If production design and cutting-edge stunt work were enough
to make a great movie, Mad Max: Fury Road
would be the cinematic event of the year. But even this adrenaline-fueled
action yarn has characters in it, and they are so sketchily drawn that it keeps
the film from being a total success, in spite of its many attributes.
Aussie director George Miller has lost none of the big, outlandish
ideas that made the original Mad Max and Max Max 2 (aka Road Warrior) role models for anyone staging car-chase scenes in
the 1980s. They exuded a raw, kinetic urgency that few other filmmakers were
able to duplicate, and most of what we saw was real, as CGI was yet to be
developed.
Miller has returned to this post-apocalyptic world for his
latest epic and made a point of using CGI as sparingly as possible, so we can
see that some of the most hair-raising stunts are actually being performed by
humans, in a wild menagerie of imaginatively outfitted cars and trucks.
Action junkies will get their fill, as the two-hour film
rarely pauses to take a breath. But as I watched the first act, I found myself
wondering why I felt a certain distance from the mayhem onscreen. Then I
realized: I didn’t care about any of the characters.
Tom Hardy’s Mad Max is a cypher. We learn, early on, that he
is driven by the desperate need to survive, and that he harbors terrible guilt
about the people close to him that he was unable to protect. That’s all we know.
Hardy has admitted in interviews that he didn’t understand what Miller wanted
of him during the long, arduous production of Fury Road. It shows.
Charlize Theron, game as ever, bears a magnificent name
(Furiosa) and the responsibility for helping a handful of concubines escape
from the clutches of megalomaniacal ruler Immortan Joe (Hugh Keays-Byrne, who
appeared in the first Mad Max movie
back in 1979). Theron gives a robust physical performance as a woman whose
steely determination and road smarts serve her well. It’s only toward the end
of the story that we learn what really motivates her.
The vast landscape against which the action unfolds fills
the giant screen; it would be criminal to see this for the first time on an
iPhone. The people responsible for production and vehicle design, makeup and
costuming, and the seamless interweaving of stunt work and CGI magic can be
proud of what they have accomplished. (I saw the film in 2-D and frankly, I was
glad; I can’t imagine how overpowering it will be in 3-D IMAX.)

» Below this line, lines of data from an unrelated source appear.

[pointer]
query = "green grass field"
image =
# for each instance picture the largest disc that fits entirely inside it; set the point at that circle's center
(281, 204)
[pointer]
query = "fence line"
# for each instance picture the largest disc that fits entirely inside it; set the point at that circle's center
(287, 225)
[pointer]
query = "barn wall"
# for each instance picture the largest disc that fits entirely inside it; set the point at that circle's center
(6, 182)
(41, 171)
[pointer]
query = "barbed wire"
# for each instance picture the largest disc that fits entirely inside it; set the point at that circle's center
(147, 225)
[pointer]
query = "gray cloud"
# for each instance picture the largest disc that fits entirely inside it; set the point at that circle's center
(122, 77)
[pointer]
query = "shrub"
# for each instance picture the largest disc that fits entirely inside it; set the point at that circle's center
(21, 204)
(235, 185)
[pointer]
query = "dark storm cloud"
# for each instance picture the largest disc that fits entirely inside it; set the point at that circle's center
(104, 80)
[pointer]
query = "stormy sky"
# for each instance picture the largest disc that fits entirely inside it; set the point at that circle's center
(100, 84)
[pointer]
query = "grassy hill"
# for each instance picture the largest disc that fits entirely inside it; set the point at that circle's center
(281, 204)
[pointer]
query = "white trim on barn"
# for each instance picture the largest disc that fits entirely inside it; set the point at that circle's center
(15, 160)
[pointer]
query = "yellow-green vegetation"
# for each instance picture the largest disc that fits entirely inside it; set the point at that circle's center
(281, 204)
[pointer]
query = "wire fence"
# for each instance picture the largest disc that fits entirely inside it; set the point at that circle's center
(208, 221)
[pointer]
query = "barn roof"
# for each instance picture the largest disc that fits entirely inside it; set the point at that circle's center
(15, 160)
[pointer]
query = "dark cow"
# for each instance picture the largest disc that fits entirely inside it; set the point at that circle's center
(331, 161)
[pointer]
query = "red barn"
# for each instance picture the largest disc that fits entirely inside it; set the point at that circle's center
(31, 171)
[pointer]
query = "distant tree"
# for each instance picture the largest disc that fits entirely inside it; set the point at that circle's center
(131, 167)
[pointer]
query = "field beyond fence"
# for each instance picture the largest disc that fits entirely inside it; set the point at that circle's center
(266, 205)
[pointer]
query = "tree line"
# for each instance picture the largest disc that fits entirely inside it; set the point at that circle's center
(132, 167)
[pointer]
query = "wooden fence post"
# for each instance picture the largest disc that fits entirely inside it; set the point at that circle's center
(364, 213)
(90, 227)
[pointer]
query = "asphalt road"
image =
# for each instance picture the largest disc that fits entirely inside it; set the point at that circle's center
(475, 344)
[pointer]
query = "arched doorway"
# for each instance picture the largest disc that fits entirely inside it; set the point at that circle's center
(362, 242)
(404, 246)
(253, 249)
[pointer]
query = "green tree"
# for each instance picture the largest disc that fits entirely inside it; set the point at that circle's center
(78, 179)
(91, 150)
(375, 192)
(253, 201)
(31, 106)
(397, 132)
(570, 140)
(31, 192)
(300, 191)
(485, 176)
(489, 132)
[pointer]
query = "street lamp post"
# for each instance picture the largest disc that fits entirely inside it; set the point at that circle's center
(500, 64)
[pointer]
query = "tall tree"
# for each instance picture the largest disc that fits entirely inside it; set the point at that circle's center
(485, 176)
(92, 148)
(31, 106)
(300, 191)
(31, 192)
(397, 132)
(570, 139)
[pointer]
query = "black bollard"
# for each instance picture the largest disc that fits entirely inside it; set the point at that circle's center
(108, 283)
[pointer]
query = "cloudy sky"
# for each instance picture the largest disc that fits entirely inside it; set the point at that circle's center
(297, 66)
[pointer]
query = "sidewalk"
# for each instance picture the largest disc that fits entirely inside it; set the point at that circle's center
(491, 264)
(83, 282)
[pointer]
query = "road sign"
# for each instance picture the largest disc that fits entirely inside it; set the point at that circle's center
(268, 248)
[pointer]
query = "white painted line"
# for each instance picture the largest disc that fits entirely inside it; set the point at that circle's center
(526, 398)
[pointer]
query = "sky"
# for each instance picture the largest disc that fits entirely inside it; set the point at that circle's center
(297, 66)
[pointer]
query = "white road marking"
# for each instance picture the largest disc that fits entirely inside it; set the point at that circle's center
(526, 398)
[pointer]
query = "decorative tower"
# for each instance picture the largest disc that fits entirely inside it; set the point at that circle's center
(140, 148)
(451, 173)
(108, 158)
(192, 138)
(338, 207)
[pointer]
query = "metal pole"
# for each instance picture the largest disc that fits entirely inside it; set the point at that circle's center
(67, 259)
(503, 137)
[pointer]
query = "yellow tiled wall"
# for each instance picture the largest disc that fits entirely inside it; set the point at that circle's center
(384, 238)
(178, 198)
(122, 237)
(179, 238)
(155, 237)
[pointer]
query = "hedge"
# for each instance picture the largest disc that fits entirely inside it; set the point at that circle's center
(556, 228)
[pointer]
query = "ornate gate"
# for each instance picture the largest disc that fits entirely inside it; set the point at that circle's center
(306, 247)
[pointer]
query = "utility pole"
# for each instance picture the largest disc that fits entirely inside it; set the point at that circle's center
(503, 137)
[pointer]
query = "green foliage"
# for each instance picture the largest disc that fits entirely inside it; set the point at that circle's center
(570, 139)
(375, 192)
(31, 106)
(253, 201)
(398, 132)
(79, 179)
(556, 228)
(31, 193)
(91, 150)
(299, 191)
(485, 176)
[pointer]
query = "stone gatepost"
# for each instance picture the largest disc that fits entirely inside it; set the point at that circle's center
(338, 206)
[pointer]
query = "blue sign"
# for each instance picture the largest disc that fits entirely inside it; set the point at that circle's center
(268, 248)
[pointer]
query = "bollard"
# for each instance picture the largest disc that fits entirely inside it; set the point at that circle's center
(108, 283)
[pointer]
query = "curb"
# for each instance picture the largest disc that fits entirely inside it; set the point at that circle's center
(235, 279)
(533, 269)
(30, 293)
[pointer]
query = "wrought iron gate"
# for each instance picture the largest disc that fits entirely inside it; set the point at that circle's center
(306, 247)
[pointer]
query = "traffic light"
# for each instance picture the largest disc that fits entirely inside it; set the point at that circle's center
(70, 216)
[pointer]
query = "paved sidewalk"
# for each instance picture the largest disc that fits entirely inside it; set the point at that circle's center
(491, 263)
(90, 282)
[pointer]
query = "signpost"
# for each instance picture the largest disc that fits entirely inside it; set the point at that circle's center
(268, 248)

By the final section of the film the pulse-pounding action
is almost unbearably exciting. I finally got involved as the story was winding
down and surrendered to the grip of Miller’s amazing achievement. Mad Max: Fury Road is a fanboy’s dream
come true, full of creepy, bizarre characters, even more bizarre road vehicles,
and propulsive energy. But I stop short of calling it a great movie because it
lacks heart and soul to match its abundant energy.